Transparent first: this supposes that it is direct, therefore perceived by citizens and not included surreptitiously in their consumption; that it is transparent, therefore that it is declarative and can be calculated by them. That it is paid by them and not taken with the complicity of third parties such as employers or traders, whose role it is not and who are not paid to do this.

Lump sum then: the tax cannot accommodate the manipulations of the State, which takes a little less here and a little more there, depending on its political whims and what it believes is good for the social body, for the classes he defends, or for himself. Even more blatant is the abuse contained in the incentives introduced by the Belgian State: the earlier you pay, the less you pay. However, tax is a contribution to collective functioning, and not a commercial variable that needs to be manipulated.  

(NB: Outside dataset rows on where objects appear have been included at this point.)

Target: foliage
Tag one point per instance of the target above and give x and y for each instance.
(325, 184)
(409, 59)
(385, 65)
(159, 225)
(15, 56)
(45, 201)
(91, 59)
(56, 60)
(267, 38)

Finally, the tax must be intended for public financing, and not for state financing: it is a contribution to the functioning of the community, and not the State alone. The State can collect it, but must redistribute part of public funding to organized civil society within the framework of clear rules. Its “lifestyle” (i.e. its operating costs) must not be excessive nor, a fortiori, absorb almost all of the tax levies.

Finally, the level of tax must not be excessive in amount. Today we are talking about a shield capping compulsory deductions at 50% of income as if it were a protection… If absurd policies had not created an unprecedented social crisis, if the canker of a State without counterweights had not interfered in all spheres of social life, the gulf in public finances would be much more easily filled. 

We advocate a radical reform of the system of financing public life which accompanies the progressive regression of the role of the State and the parallel growth of that of organized civil society.